Saturday, August 28, 2004


I have recently posted a new article entitled: SYRIA AND THE 1948 WAR IN PALESTINE on my website. I hope readers, should there be some, will use this post to comment on it, correct errors of fact or opinion, and add their own insites.

A shorter version of this article was first published as: “Syria in the 1948 Palestine War: Fighting King Abdullah’s Greater Syria Plan,” in Eugene Rogan and Avi Shlaim, eds., Rewriting the Palestine War: 1948 and the History of the Arab-Israeli Conflict, Cambridge U.P., 2001, which has also been translated and published into French and Arabic (The pirated Rose al-Yusef translation was horrid but understandable.)

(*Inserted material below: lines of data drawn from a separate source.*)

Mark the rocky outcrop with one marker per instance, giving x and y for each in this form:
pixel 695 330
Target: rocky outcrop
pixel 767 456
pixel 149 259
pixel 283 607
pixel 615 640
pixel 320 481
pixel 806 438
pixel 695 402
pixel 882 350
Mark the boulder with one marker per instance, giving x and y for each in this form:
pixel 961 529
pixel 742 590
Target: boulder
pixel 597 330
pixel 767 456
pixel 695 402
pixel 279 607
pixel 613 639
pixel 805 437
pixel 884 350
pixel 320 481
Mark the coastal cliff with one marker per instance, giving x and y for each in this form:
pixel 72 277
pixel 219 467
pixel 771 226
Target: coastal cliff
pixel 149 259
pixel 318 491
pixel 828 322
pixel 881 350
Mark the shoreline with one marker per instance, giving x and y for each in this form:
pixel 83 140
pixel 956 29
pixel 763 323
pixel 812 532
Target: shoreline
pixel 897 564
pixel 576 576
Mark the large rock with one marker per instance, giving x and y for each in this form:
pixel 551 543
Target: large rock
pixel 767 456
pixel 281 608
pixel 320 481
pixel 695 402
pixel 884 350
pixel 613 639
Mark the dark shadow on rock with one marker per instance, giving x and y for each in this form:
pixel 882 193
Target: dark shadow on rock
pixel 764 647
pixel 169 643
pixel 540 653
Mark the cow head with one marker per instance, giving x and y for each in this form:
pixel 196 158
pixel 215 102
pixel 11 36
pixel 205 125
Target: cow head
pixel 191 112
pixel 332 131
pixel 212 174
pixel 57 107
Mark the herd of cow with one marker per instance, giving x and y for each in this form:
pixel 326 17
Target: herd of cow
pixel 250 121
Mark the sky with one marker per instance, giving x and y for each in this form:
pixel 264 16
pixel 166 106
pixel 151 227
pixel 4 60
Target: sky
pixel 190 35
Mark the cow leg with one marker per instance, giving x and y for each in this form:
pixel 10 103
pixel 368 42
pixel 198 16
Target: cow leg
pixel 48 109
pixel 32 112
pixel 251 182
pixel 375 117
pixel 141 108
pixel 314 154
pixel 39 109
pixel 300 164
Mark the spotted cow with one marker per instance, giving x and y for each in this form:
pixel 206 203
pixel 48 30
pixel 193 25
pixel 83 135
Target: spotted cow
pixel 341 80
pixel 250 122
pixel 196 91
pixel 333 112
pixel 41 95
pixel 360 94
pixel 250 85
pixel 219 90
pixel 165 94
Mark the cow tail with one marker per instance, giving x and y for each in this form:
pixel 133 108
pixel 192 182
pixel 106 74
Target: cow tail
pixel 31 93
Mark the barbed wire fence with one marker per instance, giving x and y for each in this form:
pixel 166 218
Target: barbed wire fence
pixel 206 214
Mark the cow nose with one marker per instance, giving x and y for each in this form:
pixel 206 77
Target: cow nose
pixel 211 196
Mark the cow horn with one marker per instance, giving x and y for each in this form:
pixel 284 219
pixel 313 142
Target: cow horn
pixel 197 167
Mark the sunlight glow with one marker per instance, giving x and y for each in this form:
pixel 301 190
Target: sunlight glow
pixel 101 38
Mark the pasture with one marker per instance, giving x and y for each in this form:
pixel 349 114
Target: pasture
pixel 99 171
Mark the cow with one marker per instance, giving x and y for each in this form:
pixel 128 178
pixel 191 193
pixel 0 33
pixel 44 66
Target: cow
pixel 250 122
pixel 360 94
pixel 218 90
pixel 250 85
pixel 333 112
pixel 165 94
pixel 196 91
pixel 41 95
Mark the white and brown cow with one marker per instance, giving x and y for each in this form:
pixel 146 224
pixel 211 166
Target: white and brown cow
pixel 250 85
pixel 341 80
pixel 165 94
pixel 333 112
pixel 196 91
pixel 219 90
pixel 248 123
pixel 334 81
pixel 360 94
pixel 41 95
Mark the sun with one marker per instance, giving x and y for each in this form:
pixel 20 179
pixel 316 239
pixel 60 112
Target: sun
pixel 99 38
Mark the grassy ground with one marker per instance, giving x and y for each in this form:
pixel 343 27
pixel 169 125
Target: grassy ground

Shukri al-Quwwatli’s war policy during the conflict in Palestine was a disaster both for his presidency and for democracy in Syria. Indeed, the two had become intimately intertwined. In retrospect, it is easy to argue that Syria should never have pushed for war in Palestine. Had Syria not acted as the whip in the Arab League driving the others toward war, the United Nation’s partition plan might well have been carried out; and Israelis would have lived in a much smaller country. After all, who can deny that the Palestinians would have been better off had the Arab League not entered the conflict? King Abdullah was determined to work out a peaceful partition with the Jews, and the British were ready to oversee it.

Most popular accounts of the conflict give two principle reasons for why the Arabs went to war. First, the Arab people considered the partition plan to be highway robbery... Second, Arab governments believed they were stronger than the Jews and calculated that they could overwhelm the inconsequential Zionist forces and “push them into the sea.”

Although the first argument is sound, the second is myth. The Arab leaders all hoped to avoid war, which promised few benefits and many dangers. We now know that early military assessments by the Arab League and individual states of their ability to defeat Zionist forces in the impending conflict were unanimous in warning of the superiority of the Zionist military, which outnumbered the Arab forces at every stage of the war. Certainly, the Syrian leadership was painfully aware of the weakness of the Syrian army and had little or no faith in the ability of the “Arab leaders” to cooperate effectively against the Jews or win the war in Palestine.

This begs the question then of why President Quwwatli and Prime Minister Jamil Mardam were so adamant about opposing partition and pushing for war. Indeed, Syria’s role in shepherding the reluctant Egypt and Saudi Arabia toward war is little appreciated. Of all the Arab states, Syria was the most adamant about the need to go to war. Indeed, it was the first in and the last out of the war and, thus, bears much responsibility for the extent of the nakba, or disaster, that befell the Palestinians as a result. So why would Syria encourage the Arab world to go to war in Palestine even as it prepared for defeat?


At 4/11/2005 03:13:00 PM, Blogger warspite said...

Thank you posting this brilliant piece. It was indeed instructional and demonstrates the thesus so very clearly. I was particularly fascinated by the quoting of the leader of the northern Syrian backed irregulars. I would comment only that while your portrait shows they little real influence in action, on the Israeli side, there exists a body of evidence to suggest that this irregular group caused widespread fear and considerable destruction.

Your conclusions I confess I read twice. It seems to me right on target. I look forward to reading more-great job.